Department of Pediatrics/ Cancer and Blood Disease Institute, Children's Hospital Los Angeles, Los Angeles, CA.
University of Southern California Keck School of Medicine, Los Angeles, CA.
Blood Adv. 2024 Nov 12;8(21):5529-5538. doi: 10.1182/bloodadvances.2024012776.

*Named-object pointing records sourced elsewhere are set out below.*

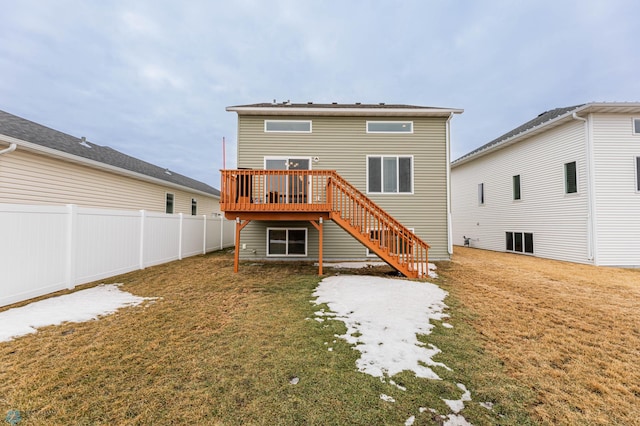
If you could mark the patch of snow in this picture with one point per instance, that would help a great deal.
(458, 404)
(387, 398)
(402, 388)
(456, 420)
(370, 264)
(81, 306)
(387, 314)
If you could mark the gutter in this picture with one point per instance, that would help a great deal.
(11, 148)
(448, 162)
(591, 192)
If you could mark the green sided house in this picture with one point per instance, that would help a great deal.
(341, 182)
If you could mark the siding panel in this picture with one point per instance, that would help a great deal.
(557, 220)
(342, 144)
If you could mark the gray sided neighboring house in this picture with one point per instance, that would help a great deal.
(41, 165)
(565, 185)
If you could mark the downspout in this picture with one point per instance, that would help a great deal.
(448, 161)
(11, 148)
(591, 191)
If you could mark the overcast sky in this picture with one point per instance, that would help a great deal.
(152, 78)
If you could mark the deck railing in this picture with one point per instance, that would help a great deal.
(274, 190)
(326, 191)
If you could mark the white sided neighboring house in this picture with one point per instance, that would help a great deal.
(40, 165)
(565, 186)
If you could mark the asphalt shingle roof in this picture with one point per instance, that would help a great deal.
(539, 120)
(20, 128)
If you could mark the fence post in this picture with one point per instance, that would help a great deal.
(181, 216)
(143, 216)
(72, 220)
(221, 232)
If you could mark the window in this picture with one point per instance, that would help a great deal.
(290, 126)
(389, 174)
(169, 203)
(638, 174)
(389, 126)
(516, 187)
(570, 178)
(520, 242)
(385, 239)
(286, 241)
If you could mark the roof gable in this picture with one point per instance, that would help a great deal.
(358, 109)
(545, 121)
(28, 131)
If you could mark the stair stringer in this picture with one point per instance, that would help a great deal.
(353, 211)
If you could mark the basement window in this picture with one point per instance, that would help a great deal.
(286, 241)
(519, 242)
(168, 203)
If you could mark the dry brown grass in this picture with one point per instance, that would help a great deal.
(570, 332)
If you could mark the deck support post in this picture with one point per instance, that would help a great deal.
(236, 258)
(318, 226)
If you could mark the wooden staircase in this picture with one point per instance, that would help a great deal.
(376, 229)
(269, 195)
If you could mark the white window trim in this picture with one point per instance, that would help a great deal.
(306, 242)
(388, 132)
(413, 167)
(370, 253)
(564, 172)
(173, 202)
(523, 244)
(288, 131)
(194, 200)
(513, 198)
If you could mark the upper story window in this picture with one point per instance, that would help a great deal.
(516, 188)
(570, 178)
(288, 126)
(168, 203)
(389, 126)
(389, 174)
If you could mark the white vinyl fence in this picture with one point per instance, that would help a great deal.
(49, 248)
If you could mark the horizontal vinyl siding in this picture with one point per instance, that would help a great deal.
(557, 220)
(28, 178)
(617, 200)
(342, 144)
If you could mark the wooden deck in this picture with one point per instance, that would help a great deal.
(317, 196)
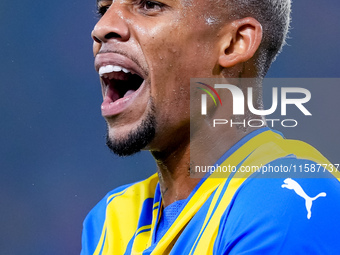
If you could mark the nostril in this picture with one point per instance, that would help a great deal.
(96, 39)
(112, 35)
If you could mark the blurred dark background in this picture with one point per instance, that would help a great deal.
(54, 165)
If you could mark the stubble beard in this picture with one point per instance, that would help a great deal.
(137, 139)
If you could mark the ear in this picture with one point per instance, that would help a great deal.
(241, 41)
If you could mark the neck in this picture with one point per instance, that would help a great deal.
(176, 169)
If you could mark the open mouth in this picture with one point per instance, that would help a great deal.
(119, 82)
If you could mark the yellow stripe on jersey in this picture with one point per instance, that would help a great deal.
(124, 208)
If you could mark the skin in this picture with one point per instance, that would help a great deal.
(173, 42)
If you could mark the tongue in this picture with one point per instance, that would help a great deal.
(129, 92)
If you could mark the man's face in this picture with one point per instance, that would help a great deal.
(146, 52)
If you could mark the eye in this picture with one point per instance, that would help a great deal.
(151, 6)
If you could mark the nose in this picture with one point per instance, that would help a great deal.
(112, 26)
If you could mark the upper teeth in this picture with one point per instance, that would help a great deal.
(111, 68)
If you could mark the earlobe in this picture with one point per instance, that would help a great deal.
(245, 36)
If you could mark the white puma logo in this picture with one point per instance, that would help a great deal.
(291, 184)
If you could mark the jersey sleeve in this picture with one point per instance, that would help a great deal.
(93, 223)
(282, 216)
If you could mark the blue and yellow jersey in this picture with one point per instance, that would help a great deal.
(236, 212)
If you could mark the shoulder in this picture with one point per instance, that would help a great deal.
(283, 215)
(115, 203)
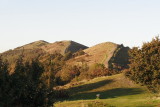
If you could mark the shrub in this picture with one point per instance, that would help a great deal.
(145, 64)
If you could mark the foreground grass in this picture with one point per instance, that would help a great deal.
(115, 91)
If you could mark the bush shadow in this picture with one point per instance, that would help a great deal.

Through the use of genetic sequencing, molecular variants driving autoimmunity are increasingly identified in patients with chronic and refractory immune cytopenias. With the goal of discovering genetic variants that predispose to pediatric immune thrombocytopenia (ITP) or increase risk for chronic disease, we conducted a genome-wide association study in a large multi-institutional cohort of pediatric patients with ITP. A total of 591 patients were genotyped using an Illumina Global Screening Array BeadChip. Six variants met genome-wide significance in comparison between children with ITP and a cohort of healthy children. One variant in NAV2 was inversely associated with ITP (adjusted odds ratio [aOR], 0.52; P = 3.2 × 10-11). Two other variants in close proximity to NKD1 were also inversely associated with ITP (aOR, 0.43; P = 8.86 × 10-15; aOR, 0.48; P = 1.84 × 10-16). These genes have been linked to the canonical Wnt signaling pathway. No variants met genome-wide significance in comparison of those with ITP that self-resolved in <1 year versus those who developed chronic ITP. This study identifies genetic variants that may contribute to ITP risk and raises a novel pathway with a potential role in ITP pathogenesis.
通过基因测序,越来越多的慢性和难治性免疫性血细胞减少症患者中与自身免疫相关的分子变异被鉴定出来。为了发现易患小儿免疫性血小板减少症 (ITP) 或增加慢性疾病风险的遗传变异,我们对一个大型多机构小儿 ITP 患者队列进行了全基因组关联研究。共对 591 名患者进行了 Illumina 全球筛查阵列珠芯片基因分型。在 ITP 患儿与健康儿童队列之间的比较中,有 6 个变异达到了全基因组显著水平。 NAV2 中的一个变异与 ITP 呈负相关(调整后的优势比[aOR],0.52;P=3.2×10-11)。另外两个与 NKD1 密切相关的变体也与 ITP 呈负相关(aOR,0.43;P=8.86×10-15;aOR,0.48;P=1.84×10-16)。这些基因与经典 Wnt 信号通路有关。在 ITP 患儿中,那些在 1 年内自行缓解的与发展为慢性 ITP 的相比,没有任何变异达到全基因组显著水平。本研究确定了可能导致 ITP 风险的遗传变异,并提出了一个新的途径,该途径可能在 ITP 发病机制中起作用。